Notes: Mean fluorescence intensity and parent percentage of (A) HeLa and (C) K562 cells after being incubated with DDMP and TfDMP for 1 hour, with a DOX concentration of 2 μg (by flow cytometry). Confocal laser scanning microscopy of (B) HeLa and (D) K562 cells treated with DDMP (upper) and TfDMP (lower), in the presence of a total DOX concentration of 4 μg/mL (after incubation for 2 hours at 37°C). Bars: 10 μm.

Abbreviations: DMP, dual-function magnetic nanoparticle; DOX, doxorubicin; DDMP, DOX-coupled DMP; TfDMP, DOX-coupled DMP with immobilized transferrin; HeLa, Henrietta Lacks strain of cancer cells; K562, human leukemia cell line.

Antitumor effects

The antitumor effects of TfDMP were tested using TfR-expressing K562 and HeLa cells. Samples of TfDMP and DDMP were controlled to the same DOX concentration (using UV spectra) before being added to the cell solution, which was then incubated for 72 hours. The cell inhibition ratio was computed by calculating the ratio of cell numbers between the treated group and the untreated controls. Figure 8 displays that free DMP, or pure Tf, produces little inhibition of cell growth, indicating low cytotoxicity for both Tf and the DMP carrier. The TfDMP we prepared shows high cytotoxicity to tumor cells; it inhibited the proliferation of tumor cells efficiently. These results indicate that our DOX-coupling method is effective. In comparison to DDMP without Tf modification, TfDMP exhibited higher cytotoxicity to tumor cells, at the same DOX concentration. A lower half maximal inhibitory concentration (IC₅₀) value is found for TfDMP than for DDMP. These results demonstrate an increased drug delivery effect in receptor-targeted uptake of TfDMP by TfR-expressing cancer cells.

Figure 8 Cytotoxic effects of DMP, DDMP, Tf, and TfDMP, in HeLa and K562 cells.

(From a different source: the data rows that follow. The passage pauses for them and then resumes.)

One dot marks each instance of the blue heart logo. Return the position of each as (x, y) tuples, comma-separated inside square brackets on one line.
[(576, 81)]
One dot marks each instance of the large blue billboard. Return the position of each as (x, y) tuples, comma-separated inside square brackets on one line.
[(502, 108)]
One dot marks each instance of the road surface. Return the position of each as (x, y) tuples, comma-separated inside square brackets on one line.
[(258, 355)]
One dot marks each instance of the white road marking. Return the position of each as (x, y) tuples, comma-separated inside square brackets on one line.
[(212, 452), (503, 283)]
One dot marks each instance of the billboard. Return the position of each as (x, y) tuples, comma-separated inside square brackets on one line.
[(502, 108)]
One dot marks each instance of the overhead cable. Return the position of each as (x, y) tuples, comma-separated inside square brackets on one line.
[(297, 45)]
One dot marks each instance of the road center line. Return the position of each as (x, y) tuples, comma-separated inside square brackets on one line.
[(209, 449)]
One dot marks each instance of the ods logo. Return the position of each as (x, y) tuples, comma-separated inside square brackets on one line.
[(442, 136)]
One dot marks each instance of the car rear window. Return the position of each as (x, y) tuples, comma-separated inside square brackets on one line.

Abbreviations: DMP, dual-function magnetic nanoparticle; DDMP, doxorubicin-coupled DMP; TfDMP, doxorubicin-coupled DMP with immobilized transferrin, Tf, transferrin; IC₅₀, half maximal inhibitory concentration; HeLa, Henrietta Lacks strain of cancer cells; K562, human leukemia cell line.

Conclusion

Transferrin-conjugated Fe₃O₄@SiO₂ nanoparticles, with high DOX loading (TfDMP) were produced, for the dual-targeting of cancer. TfDMP exhibit three merits: 1) high trapping efficiency for magnetic targeting, which can be attributed to its superparamagnetic core; 2) Tf-receptor-targeting, by the Tf ligand on the outer layer; and 3) high drug loading efficiency (achieved using a modified multi-armed coupling reagent, PLGA), controllable by altering reactant proportions. Moreover, TfDMP exhibited a narrow particle size distribution and showed pH-dependent release characteristics. Compared with DOX-coupled nanoparticles without a Tf modification, there was enhanced uptake of TfDMP by TfR-expressing tumor cells, and a stronger cytotoxicity was observed. This investigation reveals an effective method for dual-targeted delivery of chemotherapeutic agents to tumors, with greater control, low carrier toxicity, and high efficiency.

Acknowledgments

We thank the Natural Science Foundation of China (Project No NSFC21073091).

Disclosure

The authors report no conflicts of interest in this work.